The above-described problems and proposed solutions are directed to individual wellhead flowline systems. Parent patent application U.S. Ser. No. 11/977,204, which is incorporated herein by reference, provides a wellhead flowline protection system and method that utilizes the downhole ESP speed controller and an SSV to ensure that dangerous pressure levels are not reached and provides for functional safety testing of the wellhead system. However, a unique problem arises in the context of a group of wellheads that are connected to a common trunkline. The maximum risk reduction criteria allowances combined with the required functional testing and maintenance of each HIPS creates both a practical and a design limitation that does not allow for more than a predetermined number of HIPS along a particular trunkline.
It would be desirable to provide oil/gas operations that utilize electric submersible pumps with a wellhead flowline protection system that is capable of providing fully automated proof-testing and self-diagnostics for a plurality of wells without the need for shutting in the plural wells for the purpose of conducting the test.

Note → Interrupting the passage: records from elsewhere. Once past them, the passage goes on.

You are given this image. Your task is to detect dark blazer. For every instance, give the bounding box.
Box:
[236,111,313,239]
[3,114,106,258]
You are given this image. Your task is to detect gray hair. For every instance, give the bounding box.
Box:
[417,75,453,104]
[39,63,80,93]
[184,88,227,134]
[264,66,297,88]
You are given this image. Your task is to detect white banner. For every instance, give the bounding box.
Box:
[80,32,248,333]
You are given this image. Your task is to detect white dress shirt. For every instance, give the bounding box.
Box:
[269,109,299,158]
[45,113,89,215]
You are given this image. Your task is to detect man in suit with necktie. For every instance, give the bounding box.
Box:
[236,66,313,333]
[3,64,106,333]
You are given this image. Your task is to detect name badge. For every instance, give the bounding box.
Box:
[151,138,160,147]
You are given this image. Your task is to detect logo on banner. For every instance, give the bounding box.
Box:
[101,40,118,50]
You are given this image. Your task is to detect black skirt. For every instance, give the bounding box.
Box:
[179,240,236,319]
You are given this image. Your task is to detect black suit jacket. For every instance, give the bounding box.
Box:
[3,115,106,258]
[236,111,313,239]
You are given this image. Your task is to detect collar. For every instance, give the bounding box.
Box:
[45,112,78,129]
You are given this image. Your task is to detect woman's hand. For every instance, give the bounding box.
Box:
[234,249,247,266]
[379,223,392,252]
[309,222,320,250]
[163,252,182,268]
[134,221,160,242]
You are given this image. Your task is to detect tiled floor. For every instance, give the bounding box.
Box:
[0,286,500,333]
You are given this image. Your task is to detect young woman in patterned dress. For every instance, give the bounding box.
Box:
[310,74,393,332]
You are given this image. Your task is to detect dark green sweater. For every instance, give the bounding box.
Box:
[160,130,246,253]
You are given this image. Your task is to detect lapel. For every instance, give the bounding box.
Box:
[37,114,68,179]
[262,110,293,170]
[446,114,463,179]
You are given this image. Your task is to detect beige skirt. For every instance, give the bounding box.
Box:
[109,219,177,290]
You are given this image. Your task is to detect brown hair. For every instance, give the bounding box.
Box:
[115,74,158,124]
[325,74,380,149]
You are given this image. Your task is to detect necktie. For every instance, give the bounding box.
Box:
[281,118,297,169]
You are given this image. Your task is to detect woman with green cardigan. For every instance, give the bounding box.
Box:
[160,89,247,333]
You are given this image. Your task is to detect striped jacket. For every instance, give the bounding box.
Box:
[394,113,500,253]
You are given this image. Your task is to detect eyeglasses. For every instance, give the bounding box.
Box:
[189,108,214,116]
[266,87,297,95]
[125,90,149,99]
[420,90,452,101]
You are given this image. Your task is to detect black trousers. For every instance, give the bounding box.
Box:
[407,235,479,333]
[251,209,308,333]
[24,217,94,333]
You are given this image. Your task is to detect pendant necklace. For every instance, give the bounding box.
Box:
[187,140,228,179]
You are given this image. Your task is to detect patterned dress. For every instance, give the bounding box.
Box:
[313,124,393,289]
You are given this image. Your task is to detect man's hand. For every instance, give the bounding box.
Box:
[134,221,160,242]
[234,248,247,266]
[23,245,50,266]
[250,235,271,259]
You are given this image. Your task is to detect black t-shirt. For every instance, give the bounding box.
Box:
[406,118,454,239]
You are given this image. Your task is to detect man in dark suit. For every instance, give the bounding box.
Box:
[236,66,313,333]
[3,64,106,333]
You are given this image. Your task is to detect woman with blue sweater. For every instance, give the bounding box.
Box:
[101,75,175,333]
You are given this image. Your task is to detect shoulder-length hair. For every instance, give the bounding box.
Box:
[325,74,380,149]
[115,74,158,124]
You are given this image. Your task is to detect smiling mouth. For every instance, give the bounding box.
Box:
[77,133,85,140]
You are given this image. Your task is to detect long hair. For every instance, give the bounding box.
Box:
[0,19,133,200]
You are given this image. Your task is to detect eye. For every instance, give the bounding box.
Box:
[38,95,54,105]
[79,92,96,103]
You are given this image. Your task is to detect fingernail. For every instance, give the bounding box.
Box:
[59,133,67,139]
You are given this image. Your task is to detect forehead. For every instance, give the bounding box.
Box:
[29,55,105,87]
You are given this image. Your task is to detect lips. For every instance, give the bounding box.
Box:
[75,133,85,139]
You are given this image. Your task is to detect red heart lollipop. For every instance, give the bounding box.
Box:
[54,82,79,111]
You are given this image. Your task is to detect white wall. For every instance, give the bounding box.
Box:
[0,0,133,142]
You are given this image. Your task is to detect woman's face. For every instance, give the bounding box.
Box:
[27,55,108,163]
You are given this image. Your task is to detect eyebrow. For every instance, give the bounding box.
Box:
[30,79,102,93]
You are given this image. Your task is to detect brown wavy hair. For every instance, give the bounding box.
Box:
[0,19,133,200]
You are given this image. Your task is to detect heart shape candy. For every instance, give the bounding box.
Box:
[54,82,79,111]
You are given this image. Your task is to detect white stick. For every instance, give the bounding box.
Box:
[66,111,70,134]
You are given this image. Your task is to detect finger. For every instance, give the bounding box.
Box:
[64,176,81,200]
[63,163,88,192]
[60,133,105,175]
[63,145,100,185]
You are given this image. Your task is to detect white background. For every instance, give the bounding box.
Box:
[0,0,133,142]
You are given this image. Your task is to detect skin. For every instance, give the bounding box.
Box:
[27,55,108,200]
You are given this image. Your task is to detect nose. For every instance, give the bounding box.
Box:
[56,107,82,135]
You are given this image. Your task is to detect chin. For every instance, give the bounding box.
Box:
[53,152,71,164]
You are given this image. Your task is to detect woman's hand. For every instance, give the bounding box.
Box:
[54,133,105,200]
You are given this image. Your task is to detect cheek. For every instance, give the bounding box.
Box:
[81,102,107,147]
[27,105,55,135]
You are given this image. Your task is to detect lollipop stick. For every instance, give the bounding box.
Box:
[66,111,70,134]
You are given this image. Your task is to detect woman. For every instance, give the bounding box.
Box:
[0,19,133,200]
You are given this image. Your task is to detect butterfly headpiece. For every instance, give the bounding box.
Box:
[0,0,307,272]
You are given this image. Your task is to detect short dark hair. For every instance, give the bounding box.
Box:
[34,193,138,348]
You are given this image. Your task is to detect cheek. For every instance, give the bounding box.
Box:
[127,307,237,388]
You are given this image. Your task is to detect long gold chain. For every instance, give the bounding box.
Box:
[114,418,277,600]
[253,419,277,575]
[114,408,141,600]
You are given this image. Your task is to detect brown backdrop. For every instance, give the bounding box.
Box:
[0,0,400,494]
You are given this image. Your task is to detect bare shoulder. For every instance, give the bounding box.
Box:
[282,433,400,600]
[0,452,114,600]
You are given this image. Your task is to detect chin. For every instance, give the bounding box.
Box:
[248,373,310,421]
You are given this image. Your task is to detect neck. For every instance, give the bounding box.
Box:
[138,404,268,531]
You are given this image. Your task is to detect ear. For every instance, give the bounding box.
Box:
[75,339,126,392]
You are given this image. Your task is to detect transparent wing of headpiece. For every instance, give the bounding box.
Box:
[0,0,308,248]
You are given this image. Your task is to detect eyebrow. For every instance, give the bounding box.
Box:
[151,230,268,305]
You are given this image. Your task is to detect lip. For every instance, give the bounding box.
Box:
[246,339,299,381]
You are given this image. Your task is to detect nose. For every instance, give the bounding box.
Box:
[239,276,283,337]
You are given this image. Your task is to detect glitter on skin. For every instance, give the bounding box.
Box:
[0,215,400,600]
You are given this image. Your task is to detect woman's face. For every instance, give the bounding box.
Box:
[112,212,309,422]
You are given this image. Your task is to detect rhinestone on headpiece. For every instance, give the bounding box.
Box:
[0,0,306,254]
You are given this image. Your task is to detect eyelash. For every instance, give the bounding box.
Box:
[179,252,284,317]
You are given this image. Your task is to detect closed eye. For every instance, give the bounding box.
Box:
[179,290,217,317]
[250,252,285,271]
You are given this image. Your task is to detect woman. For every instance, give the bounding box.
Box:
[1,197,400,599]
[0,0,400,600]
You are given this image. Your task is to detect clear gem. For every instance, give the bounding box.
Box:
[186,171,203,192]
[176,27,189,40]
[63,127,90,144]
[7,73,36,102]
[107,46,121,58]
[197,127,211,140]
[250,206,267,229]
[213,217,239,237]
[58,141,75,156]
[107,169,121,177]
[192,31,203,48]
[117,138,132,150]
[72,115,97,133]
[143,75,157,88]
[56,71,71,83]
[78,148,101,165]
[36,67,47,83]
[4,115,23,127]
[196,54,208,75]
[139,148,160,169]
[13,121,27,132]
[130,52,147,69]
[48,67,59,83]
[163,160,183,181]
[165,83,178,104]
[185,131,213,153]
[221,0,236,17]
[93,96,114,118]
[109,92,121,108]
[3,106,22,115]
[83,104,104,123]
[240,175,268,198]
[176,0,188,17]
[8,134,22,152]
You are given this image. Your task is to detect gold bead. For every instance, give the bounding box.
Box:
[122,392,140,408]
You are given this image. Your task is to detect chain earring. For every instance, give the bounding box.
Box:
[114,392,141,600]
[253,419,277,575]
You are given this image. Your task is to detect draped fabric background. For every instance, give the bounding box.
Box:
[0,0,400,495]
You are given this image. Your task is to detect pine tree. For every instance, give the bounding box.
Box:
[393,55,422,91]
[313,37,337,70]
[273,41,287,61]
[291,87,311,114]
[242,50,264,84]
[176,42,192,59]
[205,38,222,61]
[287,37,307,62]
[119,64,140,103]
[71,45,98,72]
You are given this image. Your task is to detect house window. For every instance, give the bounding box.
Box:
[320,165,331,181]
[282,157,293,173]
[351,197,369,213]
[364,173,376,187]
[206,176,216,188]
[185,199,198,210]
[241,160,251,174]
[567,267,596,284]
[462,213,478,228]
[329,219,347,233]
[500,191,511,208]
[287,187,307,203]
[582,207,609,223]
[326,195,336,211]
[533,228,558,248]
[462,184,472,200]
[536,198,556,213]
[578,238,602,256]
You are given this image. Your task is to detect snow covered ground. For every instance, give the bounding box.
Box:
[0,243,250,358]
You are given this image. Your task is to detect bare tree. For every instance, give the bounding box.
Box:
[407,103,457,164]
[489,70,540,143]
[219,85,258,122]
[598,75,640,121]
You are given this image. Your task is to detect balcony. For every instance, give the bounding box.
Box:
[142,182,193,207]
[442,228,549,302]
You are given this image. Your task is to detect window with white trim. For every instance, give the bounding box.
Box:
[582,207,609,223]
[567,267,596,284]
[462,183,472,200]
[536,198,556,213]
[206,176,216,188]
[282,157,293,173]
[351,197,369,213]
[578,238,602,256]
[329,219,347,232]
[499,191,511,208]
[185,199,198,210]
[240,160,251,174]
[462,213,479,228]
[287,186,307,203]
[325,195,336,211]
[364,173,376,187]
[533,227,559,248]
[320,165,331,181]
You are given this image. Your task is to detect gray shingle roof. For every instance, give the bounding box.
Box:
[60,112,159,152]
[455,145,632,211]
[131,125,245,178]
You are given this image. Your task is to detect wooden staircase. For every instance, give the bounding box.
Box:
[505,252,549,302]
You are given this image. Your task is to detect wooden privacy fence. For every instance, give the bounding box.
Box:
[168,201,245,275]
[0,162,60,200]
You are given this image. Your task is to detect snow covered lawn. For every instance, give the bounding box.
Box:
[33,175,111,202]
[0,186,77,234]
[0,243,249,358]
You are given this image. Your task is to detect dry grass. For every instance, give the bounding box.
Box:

The “online” testing can be performed at a regular interval, e.g., quarterly, combined with full, shut-in system verification during periods where production is shut down for scheduled, routine maintenance, testing and/or inspection.
It is therefore an object of the present invention to provide a wellhead control system and a method for the continuous monitoring and automatic testing for potential faults in a flowline associated with a cluster of wells each pressurized by an electric submersible pump while continuing the operation of the ESPs.
A further object of the present invention is to provide a reliable, automated testing and shutdown system to replace the instrumented flowline protection systems of the prior art which require production to be interrupted, significant manpower and that are based upon complicated manual proof-testing requirements.
Another object of the invention is to provide a safety test procedure for a cluster of wells each having an ESP that can be performed without interrupting production by turning off the ESP.
Yet another object of the present invention is to eliminate the dependence on manual human intervention for proof-testing of the system by providing an automatic functional testing and diagnostic method and system.